Creating colored bubbles became a kind of Holy Grail for inventors, especially since scientists long believed it couldn't be done.

The soap-film wall encasing the air bubble is less than a millionth of an inch thick and defiantly resists coloration.
"A bubble is not as simple as it looks," explains Crayola's Ms. Vadaketh, a chemical engineer. "If you add a little color, you're not going to see it; too much and it won't bubble."
In the early 1990s, Crayola created a bubble painter that mixed water colors with bubbles as they blew off a wand powered by batteries.
The company decided the product was an idea "ahead of its time" and stopped making it after two years.
Meanwhile, the lab at Crayola headquarters, in Easton, Pa., continued to fiddle with different formulations of dyes and pigments to create the elusive floating colored bubble.
Another inventor, Tim Kehoe, spent a decade experimenting with everything from Jell-O to hair dye in bubbles in St. Paul, Minn.
With the help of a chemist, he eventually created brightly hued bubbles that disappeared without a trace in less than half an hour.
He called them Zubbles, and in 2005 Popular Science magazine gave the invention its Grand Award for General Innovation.
It would take Mr. Kehoe another two years to figure out a quick and cost-effective way to turn the tricky chemistry experiment into a mass-market product.
By then, he says, his finances were strained and he ended up selling his company to a start-up called Jamm Cos.
Zubbles is available only online and at a few independent toy stores. The few comments Zubbles have garnered on Amazon are glowing, praising the product for doing just what it says it will do—disappear.
Meanwhile, all but one of the 40 Amazon comments about Crayola's Colored Bubbles give it one star out of a possible five, and the results are similar on the Toys "R" Us website.
A blogger who liked the product used it to make bubble pictures that are meant to last.
"My big fear is that parents will look at the Crayola product and ruin all the work I did making clean colored bubbles," says Mr. Kehoe, who now writes children's books about a young toy inventor and doesn't have a financial interest in Zubbles.
Crayola says that only a tiny percentage of people who have bought its product have called to complain or to ask for cleaning instructions.
The company insists that rain will wash the color away, sun will fade it and simple soap and water will remove it from skin.
Richard Berry, a Toys "R" Us executive and fan of the fast-selling product, says, "Kids love messy."
Some moms, not so much.

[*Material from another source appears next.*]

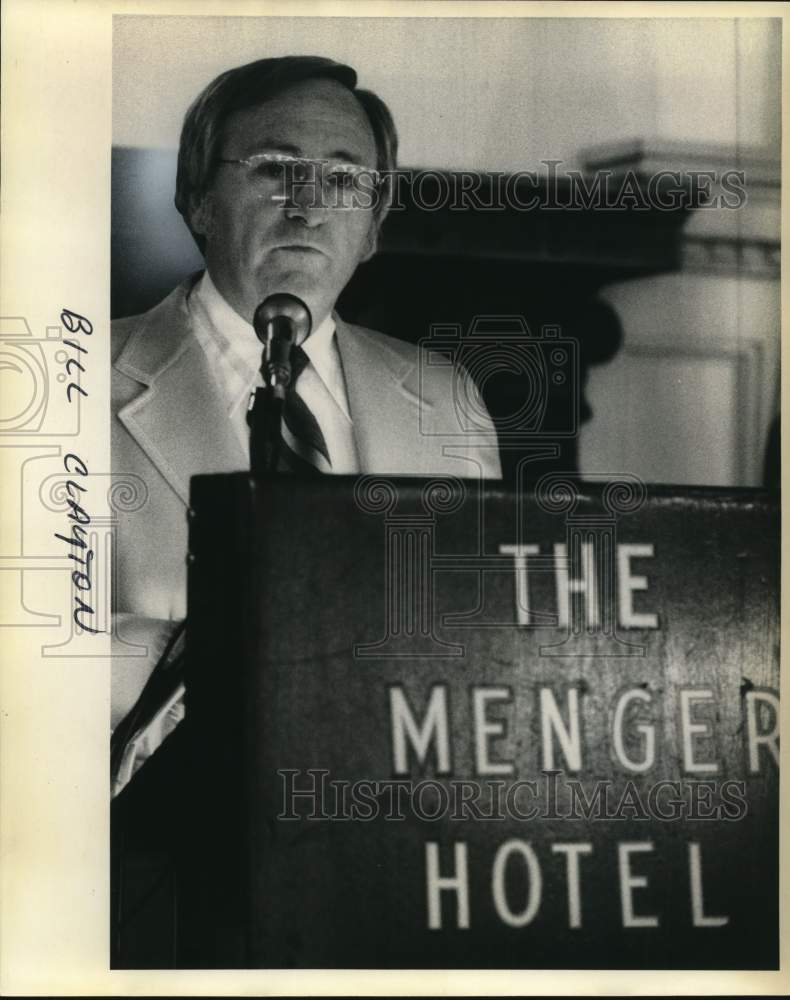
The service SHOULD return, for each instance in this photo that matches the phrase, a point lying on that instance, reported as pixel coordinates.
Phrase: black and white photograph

That is why Crayola is releasing a new TV commercial this week.
"We've made it clear that repeat clothes washing may be necessary," Ms. Vadaketh says. "And we show color on a child's skin, but they are laughing and smiling and having a great time."
Colorado mother Ms. Vanek is unmoved—and so is the bubble dye on her garage floor.
"Everyone had high hopes for this, and it just failed," she says. "There are too many restrictions—you can only play with these in the grass on a sunny day where it might rain later and wash it away and only while wearing the oldest clothes.
"Six-year-olds don't play like that."